La educación electoral vuelve a colocarse en el centro del debate público de cara a las Elecciones Generales 2026, un proceso que marcará un antes y un después en la historia política del país. Con más de 27 millones de ciudadanos convocados a las urnas y el retorno al sistema bicameral, el reto no solo es logístico, sino profundamente pedagógico. Un voto informado será determinante para fortalecer la legitimidad democrática en un escenario caracterizado por la fragmentación política y la desconfianza ciudadana.
En ese contexto, el cronograma de capacitación diseñado por la ONPE y el JNE resulta una apuesta necesaria, aunque exigente. Ampliar a 45 días el periodo de formación evidencia el reconocimiento de la complejidad del proceso electoral, pero también plantea la urgencia de que esta capacitación sea efectiva y llegue realmente a todos los rincones del país. No basta con cumplir fechas: la educación electoral debe ser clara, accesible y sostenida, especialmente para aquellos sectores históricamente excluidos de la información cívica.
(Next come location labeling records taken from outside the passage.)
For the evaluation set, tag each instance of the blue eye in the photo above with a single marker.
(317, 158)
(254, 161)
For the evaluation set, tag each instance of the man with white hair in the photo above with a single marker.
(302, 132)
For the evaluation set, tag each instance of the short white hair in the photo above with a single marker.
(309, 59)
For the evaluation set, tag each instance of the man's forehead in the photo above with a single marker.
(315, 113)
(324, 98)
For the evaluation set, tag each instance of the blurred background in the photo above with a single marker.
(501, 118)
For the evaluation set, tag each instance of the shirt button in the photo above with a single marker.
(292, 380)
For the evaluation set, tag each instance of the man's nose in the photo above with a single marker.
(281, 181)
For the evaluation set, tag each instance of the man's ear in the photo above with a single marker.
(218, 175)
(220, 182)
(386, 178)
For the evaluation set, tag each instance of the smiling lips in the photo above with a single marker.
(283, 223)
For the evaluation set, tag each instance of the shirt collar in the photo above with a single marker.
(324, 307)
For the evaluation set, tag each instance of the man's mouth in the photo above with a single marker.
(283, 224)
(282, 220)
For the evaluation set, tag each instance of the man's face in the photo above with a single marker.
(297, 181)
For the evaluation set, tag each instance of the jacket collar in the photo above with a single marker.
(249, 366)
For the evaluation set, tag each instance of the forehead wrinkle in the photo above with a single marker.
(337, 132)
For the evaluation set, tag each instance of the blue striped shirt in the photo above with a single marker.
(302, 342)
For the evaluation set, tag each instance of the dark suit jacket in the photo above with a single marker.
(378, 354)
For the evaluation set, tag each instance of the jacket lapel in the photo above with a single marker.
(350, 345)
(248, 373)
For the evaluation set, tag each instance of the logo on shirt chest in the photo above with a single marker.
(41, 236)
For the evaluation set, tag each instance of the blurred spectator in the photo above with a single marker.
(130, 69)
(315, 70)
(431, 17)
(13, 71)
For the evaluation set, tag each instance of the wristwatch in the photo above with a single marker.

Las plataformas digitales como ONPEduca y Voto Informado representan avances importantes en la modernización del sistema electoral. Facilitar el acceso a hojas de vida, planes de gobierno y contenidos didácticos fortalece la capacidad crítica del elector y reduce el espacio para la desinformación. Sin embargo, el verdadero desafío radica en promover su uso masivo y consciente, pues la tecnología solo cumple su función democrática cuando es comprendida y utilizada por la ciudadanía.
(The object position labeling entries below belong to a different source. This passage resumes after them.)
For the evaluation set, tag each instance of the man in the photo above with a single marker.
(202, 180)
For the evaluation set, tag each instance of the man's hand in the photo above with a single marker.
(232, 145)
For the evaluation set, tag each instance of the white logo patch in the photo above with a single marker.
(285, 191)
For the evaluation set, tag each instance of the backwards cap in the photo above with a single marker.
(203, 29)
Finalmente, las novedades del proceso —como la nueva cédula con cinco columnas, la posibilidad de elegir el local de votación y la decisión de descartar el voto digital— obligan a redoblar los esfuerzos de orientación. En un país donde el desconocimiento suele traducirse en votos nulos o desinterés, la educación electoral no puede ser vista como un trámite previo, sino como una política de Estado. Solo así el acto de votar dejará de ser una obligación y se consolidará como un ejercicio informado y responsable de ciudadanía.